Desa Limbong adalah salah satu desa yang terletak di wilayah Kecamatan Walenrang Utara Kabupaten Luwu. Desa Limbong terdiri dari empat dusun, yaitu : Dusun Bokona, Batu Mebali, Panglimunan dan Dusun Mabombong. Sebelah utara berbatasan dengan Desa Buntu Awo, bagian selatan dengan Desa Bolong, sementara di bagian barat berbatasan dengan Desa Sangtandung dan bagian timur berbatasan dengan Desa Bosso. Desa Limbong beriklim tropis sepanjang tahun dipengaruhi dua musim tetap, yaitu musim kemarau dan musim hujan. Musim kemarau relatif lebih lama dibanding dengan musim hujam. Gambaran singkat mengenai mata pencaharian Desa Limbong mayoritas bertani dengan hasil bumi seperti cokelat, cengkeh, padi dan durian.

Berdasarkan parameter Indeks Desa Membangun (IDM), Desa Limbong masuk dalam kategori sangat tertinggal dengan skor 0,4748. Melihat kondisi tersebut maka melalui Yayasan Hadji Kalla melakukan pendampingan selama 1 tahun di desa tersebut. Yayasan Pendidikan dan Kesejahteraan Islam Hadji Kalla atau disingkat dengan Yayasan Hadji Kalla didirikan pada 9 September 1981. Melalui Yayasan Hadji Kalla, Kalla Group menjalankan program Corporate Social Responsibility dan menyalurkan dana zakat perusahaan dengan Visi: Terdepan dalam pengembangan Keislaman, Mutu Pendidikan, Kesehatan, Lingkungan Hidup dan Pemberdayaan Masyarakat. Dalam mewujudkan Visi tersebut, Yayasan Hadji Kalla menjalankan empat Misi utama, yaitu Meningkatkan Kualitas Keislaman Masyarakat, Meningkatkan Kualitas dan Keberlanjutan Pendidikan Masyarakat Dhuafa, Meningkatkan Kemandirian Masyarakat Menuju Kehidupan Keluarga yang Bahagia, Sehat dan Sejahtera serta Meningkatkan Mutu Hasil Pertanian dan Kualitas Lingkungan Hidup.

Salah satu program dari bidang sosial ekonomi yaitu program Desa Bangkit Sejahtera (DBS) yang bertujuan meningkatkan kesejahteraan masyarakat di desa dengan mengembangkan pengetahuan dan keterampilan masyarakat sesuai potensi desa melalui kegiatan pendampingan yang sesuai.
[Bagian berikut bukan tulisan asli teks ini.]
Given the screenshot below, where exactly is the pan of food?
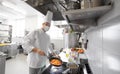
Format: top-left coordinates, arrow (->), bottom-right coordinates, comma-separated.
49,57 -> 63,67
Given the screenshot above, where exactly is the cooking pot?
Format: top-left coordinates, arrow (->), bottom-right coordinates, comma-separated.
49,57 -> 63,67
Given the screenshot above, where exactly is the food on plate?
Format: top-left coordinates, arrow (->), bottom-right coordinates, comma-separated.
50,59 -> 62,66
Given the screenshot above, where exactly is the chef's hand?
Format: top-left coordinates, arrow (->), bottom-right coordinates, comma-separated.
38,50 -> 46,56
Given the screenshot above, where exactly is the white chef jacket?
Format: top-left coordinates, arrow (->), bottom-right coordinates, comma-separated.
22,29 -> 50,68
Dan untuk memenuhi tujuan tersebut, Program DBS diisi dengan kegiatan pemberdayaan masyarakat yang sesuai dengan parameter Indeks Desa Membangun (IDM), yakni memenuhi syarat 3 ketahanan; ketahanan sosial, ketahanan ekonomi dan ketahanan lingkungan. Di samping tetap menjalankan kegiatan lainnya sesuai kebutuhan warga masyarakat desa dampingan sebagai kegiatan yang bersifat sekunder.
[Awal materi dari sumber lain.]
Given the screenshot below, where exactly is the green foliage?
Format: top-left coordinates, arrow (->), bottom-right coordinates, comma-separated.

Melalui proses seleksi yang cukup ketat untuk menjadi field facilitator di desa binaan Hadji Kalla, akhirnya saya, Alwiyah, terpilih untuk mendampingi Desa Limbong selama 1 tahun. Berdasarkan hasil survei di lapangan di Desa Limbong belum ada perpustakaan desa/fasilitas umum yang bisa dimanfaatkan oleh masyarakat untuk kegiatan pelatihan, literasi dan sumber informasi. selain itu, kondisi pandemi saat ini membuat 100 anak-anak khususnya sekolah SD, 50 anak tingkat SMP, dan 25 anak tingkat SMA tidak belajar secara efektif, sehingga dibutuhkan sarana umum untuk mereka tetap belajar meski belum bisa ke sekolah yang disebabkan oleh pandemi yang terjadi saat ini. Berdasarkan Permendes Nomor 16 tahun 2018 terdapat daftar prioritas bidang pembangunan desa salah satu di antaranya adalah taman bacaan masyarakat. Kondisi tersebut menyebabkan skor IDM=1, oleh karena itu upaya yang dapat dilakukan untuk meningkatkan nilai IDM tersebut yaitu dengan pengadaan TBM sehingga dari nilai 1 menjadi 5.
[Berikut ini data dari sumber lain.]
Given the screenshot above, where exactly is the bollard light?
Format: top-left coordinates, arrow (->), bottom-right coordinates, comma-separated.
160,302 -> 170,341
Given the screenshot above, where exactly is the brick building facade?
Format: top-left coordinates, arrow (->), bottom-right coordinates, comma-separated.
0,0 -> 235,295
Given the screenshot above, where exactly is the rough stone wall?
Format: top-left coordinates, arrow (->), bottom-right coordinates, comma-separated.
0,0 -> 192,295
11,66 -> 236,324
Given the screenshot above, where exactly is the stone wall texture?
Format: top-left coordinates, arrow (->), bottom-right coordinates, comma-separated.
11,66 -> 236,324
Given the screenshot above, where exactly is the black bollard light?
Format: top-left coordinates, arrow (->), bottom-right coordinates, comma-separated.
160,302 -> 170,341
Saya mengira dalam pelaksanaannya relatif gampang, ternyata cukup banyak drama untuk menyelesaikannya. Saya sebagai pendamping desa harus pandai melihat situasi terlebih lagi saya memiliki partner yang sedikit keras kepala. Setelah proses pengajuan anggaran yang cukup pelik akhirnya anggaran cair pun masih ada dramanya. Waktu itu di bulan Oktober, partner saya yang sedang bertugas mengalami sedikit kendala terkait di mana Taman Baca ini akan difungsikan. Berdasarkan hasil diskusi dengan kepala desa, beliau menginginkan bahwa buku beserta alat-alat lainnya disimpan di rumahnya, namun hal tersebut tidak bisa dilakukan karena tidak strategis untuk dikunjungi banyak orang karena jauh dari pusat desa. Sementara di pusat desa ada balai desa yang tidak terpakai dan bisa dimodifikasi menjadi TBM.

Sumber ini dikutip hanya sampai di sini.